11. The fundamental principle is that Article 14 of the Constitution of India forbids discrimination. It prohibits the State from denying the persons equal treatment, provided that they are equal and similarly situated but, it permits reasonable classification for the purpose of legislation which classification must satisfy the twin tests of classification being founded on an intelligible differentia which distinguishes persons or things that are grouped together from those that are left out of the group and that differentia must have a rational nexus to the object sought to be achieved by the statute in question.
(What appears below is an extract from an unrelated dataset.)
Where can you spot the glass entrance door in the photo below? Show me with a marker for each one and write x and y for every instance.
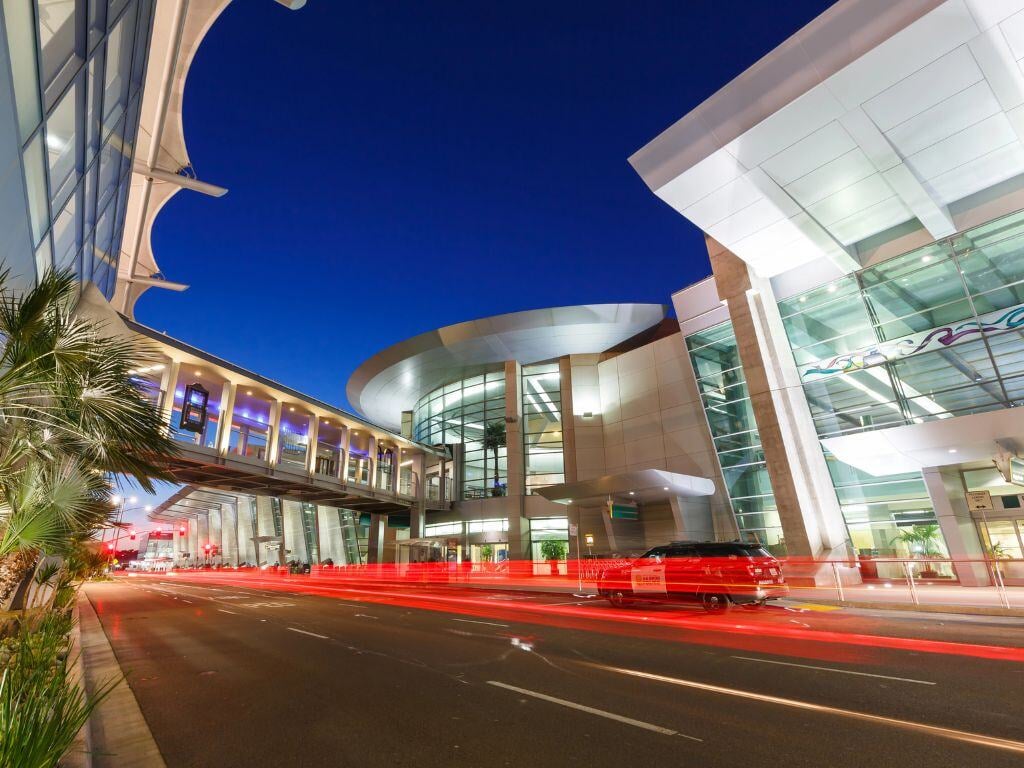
(1005, 543)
12. This takes us to the object of making sub-ordinate legislature i.e. New Regulations. In the wake of the coming into force of the Right to Fair Compensation and Transparency in Land Acquisition, Rehabilitation and Resettlement Act, 2013, in place of Land Acquisition Act, 1984, the State Government felt it right to allow fair compensation for the land reserved for public amenities under D.P. by granting additional TDR. The existing regulations of TDR under the Act of 1966 were inadequate. On the recommendation of the Study Group formed by the State Government, New Regulations are framed to cover the new cases of the land acquisition. New regulations are brought to cover the new cases of the land acquisitions by grant of TDR as per new policy. However, there were pending cases in which, major events of acquisition proceedings occurred, which are of such a nature as if the acquisition proceedings are completed. There were other pending cases in which those major events did not occur and so, the distinction line had to be necessarily drawn between the two.
13. It appears to us that with a view to draw the line between the abovesaid two types of cases, one in which lawful possession of the land was taken by the authority under acquisition proceedings and two where it was not taken, the provision was incorporated in sub-clause
(vi) in Clause 3.0 of New Regulations to exclude applicability of New
Regulations to the former cases. The cases of the persons, whose land has been taken by the authority without following due process of law, i.e. unlawfully, were treated as good as no acquisitions made, and therefore, they have been made to be governed by the New Regulations. Thus, Clause 3.0(vi) makes distinction between the two categories and has a logic behind it and it shows its nexus with the object sought to be achieved by the scheme. Thus, the classification, if any, qualifies the test of intelligible differentia.
14. To conclude, we do not agree with the argument of learned Senior Counsel Mr. Anturkar that Clause 3.0 (vi) violates Article 14 of the Constitution of India being discriminating and arbitrary. Accordingly, the Petition is dismissed. (M.W. CHANDWANI, J.) (SUNIL B. SHUKRE, J.)